Has any book ever had a more intriguing title? In fact, the full title is Meret Oppenheim: Works in Dialogue from Max Ernst to Mona Hatoum. When I received this book to review, I admit, I knew little about the German-born Swiss painter and sculptor Meret Oppenheim, despite having been a fan of the surrealists since my teens. Reading this book I discovered that she was something of a phenomenon in her lifetime, managing to stand out amidst the extrovert eccentricity of the male-dominated Surrealist art scene.
This glorious book acts as a retrospective of the artist’s work, in the context of the time in which she created it, with insights into her influences and inspirations. Through the book’s editors art historian Guido Comis and museum director Maria Guiseppina Di Monte, we encounter Meret’s peers, friends and acquaintances, with accounts packed with absorbing titbits from her intriguing life. While her affiliations evidently impacted enormously on her creativity, she clearly helped to mould much of their output just as powerfully.
Handschuhe (Paar) by Meret Oppenheim, 1985
My favourite chapter in the book is written by Bice Cunger, which opens with a splendid sentence from Meret: “Men are a species as bizarre as women and, like then, caricatures of what they could be.” it’s a perfect example of the wry observation and light-hearted wisdom that infuses Meret’s work, reflecting her outlook and candour. While many of her paintings resemble scenes from the darker examples of fairytales, she never looses her focus on the absurdities of real life.

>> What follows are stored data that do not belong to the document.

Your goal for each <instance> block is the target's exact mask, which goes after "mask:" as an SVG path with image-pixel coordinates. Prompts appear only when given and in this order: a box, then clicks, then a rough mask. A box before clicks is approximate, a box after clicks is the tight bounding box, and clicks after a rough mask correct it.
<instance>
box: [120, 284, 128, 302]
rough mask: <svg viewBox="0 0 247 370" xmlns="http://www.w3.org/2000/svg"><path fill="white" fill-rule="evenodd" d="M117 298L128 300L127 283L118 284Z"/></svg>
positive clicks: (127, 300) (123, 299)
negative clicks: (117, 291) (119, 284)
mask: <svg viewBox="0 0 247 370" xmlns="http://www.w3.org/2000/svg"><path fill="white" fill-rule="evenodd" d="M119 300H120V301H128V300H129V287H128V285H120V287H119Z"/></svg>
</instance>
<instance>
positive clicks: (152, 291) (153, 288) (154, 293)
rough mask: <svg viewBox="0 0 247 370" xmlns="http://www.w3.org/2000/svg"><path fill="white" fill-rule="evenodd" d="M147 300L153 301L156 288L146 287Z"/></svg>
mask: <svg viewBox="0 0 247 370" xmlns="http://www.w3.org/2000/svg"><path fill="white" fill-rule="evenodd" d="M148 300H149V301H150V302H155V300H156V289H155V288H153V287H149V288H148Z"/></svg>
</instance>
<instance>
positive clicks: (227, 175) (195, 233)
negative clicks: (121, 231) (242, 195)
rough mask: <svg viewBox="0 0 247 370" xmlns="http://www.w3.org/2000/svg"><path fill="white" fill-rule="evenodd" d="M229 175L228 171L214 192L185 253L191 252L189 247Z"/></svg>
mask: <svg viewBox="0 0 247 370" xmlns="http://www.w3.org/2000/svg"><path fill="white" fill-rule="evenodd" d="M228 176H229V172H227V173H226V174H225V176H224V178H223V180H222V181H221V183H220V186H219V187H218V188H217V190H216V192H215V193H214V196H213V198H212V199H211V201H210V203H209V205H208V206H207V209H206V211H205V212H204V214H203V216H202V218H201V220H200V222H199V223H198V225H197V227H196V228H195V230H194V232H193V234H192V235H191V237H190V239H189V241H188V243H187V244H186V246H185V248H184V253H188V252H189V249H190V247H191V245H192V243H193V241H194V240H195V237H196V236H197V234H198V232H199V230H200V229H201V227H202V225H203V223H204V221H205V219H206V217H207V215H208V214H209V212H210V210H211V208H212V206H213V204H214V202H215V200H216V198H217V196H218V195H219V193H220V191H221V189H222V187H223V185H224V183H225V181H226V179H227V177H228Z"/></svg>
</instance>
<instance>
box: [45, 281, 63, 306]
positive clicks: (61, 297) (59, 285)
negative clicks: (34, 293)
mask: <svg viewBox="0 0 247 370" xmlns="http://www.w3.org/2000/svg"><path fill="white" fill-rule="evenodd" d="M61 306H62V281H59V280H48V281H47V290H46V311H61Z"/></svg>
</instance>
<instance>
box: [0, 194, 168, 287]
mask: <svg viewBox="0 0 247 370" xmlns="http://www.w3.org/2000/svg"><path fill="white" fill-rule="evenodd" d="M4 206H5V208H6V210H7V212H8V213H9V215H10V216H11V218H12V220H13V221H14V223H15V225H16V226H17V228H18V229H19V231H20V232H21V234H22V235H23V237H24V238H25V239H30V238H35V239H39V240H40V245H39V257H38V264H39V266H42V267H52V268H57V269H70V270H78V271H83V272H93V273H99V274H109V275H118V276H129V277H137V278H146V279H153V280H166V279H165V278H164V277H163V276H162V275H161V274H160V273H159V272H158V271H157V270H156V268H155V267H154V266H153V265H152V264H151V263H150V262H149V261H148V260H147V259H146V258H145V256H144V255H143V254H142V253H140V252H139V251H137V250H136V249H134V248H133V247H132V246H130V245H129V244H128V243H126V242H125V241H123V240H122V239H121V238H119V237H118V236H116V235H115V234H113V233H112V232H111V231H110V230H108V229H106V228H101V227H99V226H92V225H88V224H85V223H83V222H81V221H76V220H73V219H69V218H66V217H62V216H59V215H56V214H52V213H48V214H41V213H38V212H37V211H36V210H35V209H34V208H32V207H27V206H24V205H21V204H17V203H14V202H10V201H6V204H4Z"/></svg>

Vogel mit Parasit by Meret Oppenheim, 1939
It’s an extraordinary read, especially accompanied by lustrous photography of Meret’s unsettling yet appealing creations. There’s a stunning finesse to her sculptures, so that they’re at once elegant and discomfiting – a duality I find irresistible.
Das Paar by Meret Oppenheim, 1956, from a private collection
Published to accompany an exhibition at the Museo d’rate della Swizzeria Italiana, the tome humbly describes itself as a catalogue. In fact, it is a beautifully put together coffee table book worthy of treating as a work of art in its own right, yet packaged in such a way that you can draw it into your arms to shape and stimulate your own creative meanderings, just as Meret’s mind and spirit shaped and stimulated generations of artists, thinkers and innovators. Quite frankly, a fabulous last-minute Christmas present or New Year’s gift to yourself.
Meret Oppenheim: Works in Dialogue from Max Ernst to Mona Hatoum is published by Skira.